Malaysia’s interference or otherwise of a country’s so-called internal affairs and shaking the hands of and embracing a Mau or a Mandela, the ex-terrorists according to their enemies, had depended on the taste buds of its leaders.

It is good to recall the heroic welcome given to Prime Minister Tunku Abdul Rahman at our airport in the 1960s upon his return from London where at the Common Wealth Prime Ministers Conference he successfully moved a motion to expel South Africa from the Commonwealth for its apartheid policy. Would anyone say it was interference in the internal affairs of South Africa? Abdul Razak and Mahathir Mohammed shaking the hands of the so-called terrorists Mau and Mandela respectively were acceptable because it suited these leaders. What about Malaysia’s interference in the internal affairs of Myanmar and the Philippines, Israel and Palestine?

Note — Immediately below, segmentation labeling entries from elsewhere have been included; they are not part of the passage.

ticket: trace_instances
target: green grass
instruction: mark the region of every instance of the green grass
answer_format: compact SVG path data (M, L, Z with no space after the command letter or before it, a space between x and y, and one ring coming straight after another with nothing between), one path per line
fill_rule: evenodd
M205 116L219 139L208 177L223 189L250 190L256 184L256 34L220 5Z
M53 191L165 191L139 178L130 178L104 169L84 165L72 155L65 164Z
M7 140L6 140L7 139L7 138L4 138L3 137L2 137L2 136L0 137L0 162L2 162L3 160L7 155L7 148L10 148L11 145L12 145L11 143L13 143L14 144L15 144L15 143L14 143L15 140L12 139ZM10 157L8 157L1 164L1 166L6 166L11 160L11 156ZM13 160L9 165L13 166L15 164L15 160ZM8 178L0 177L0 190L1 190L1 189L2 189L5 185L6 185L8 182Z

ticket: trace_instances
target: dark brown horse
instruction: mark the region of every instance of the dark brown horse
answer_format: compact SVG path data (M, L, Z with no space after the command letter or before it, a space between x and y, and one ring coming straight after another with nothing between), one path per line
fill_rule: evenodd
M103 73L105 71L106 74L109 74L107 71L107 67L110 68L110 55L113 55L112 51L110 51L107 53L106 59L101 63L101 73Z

Now, on the call to expel Sri Lanka from the Commonwealth for inflicting cruelty upon its citizens as the South African white regime did to the Black citizens of the country, what did Malaysia do in 2011?

At the Commonwealth Prime Ministers Conference held in Perth, Australia, in 2011, Malaysia voted against the move! What is the difference between South Africa then and Sri Lanka now? What is the difference between the “terrorist” Nelson Mandela who was incarcerated for 27 years by the White South African government and the “terrorist” Prabaharan of Sri Lanka? The only difference is Mandela won, Prabharan, lost. Otherwise, Najib, like his father, would happily shake Prabharan’s hand!

So, Malaysia’s commitment as a member of the UN Human Rights Council “towards enriching the quality of dialogue, cooperation and action aimed at advancing the promotion and protection of human rights globally” appears to be an empty proclamation bereft of sincerity. Its current love for Sri Lanka is not determined by its love for the people of Sri Lanka, be it Sinhalese or Tamils. It is the investment opportunity that the world’s number one enemy of human rights has offered to this country’s leadership. Sri Lanka claims that Malaysia is the leading   investor in that country.

Human rights are not commodities for sale.  Malaysia should never even think of trading in human rights for investment opportunities in Sri Lanka or any other country. Malaysians do and will condemn such moves by the leaders of this country. Follow the First Prime Minister Tunku Abdul Rahman and vote for the American resolution on Sri Lanka and make the Malaysians walk with their chests held up; or else, the leadership must face the consequences.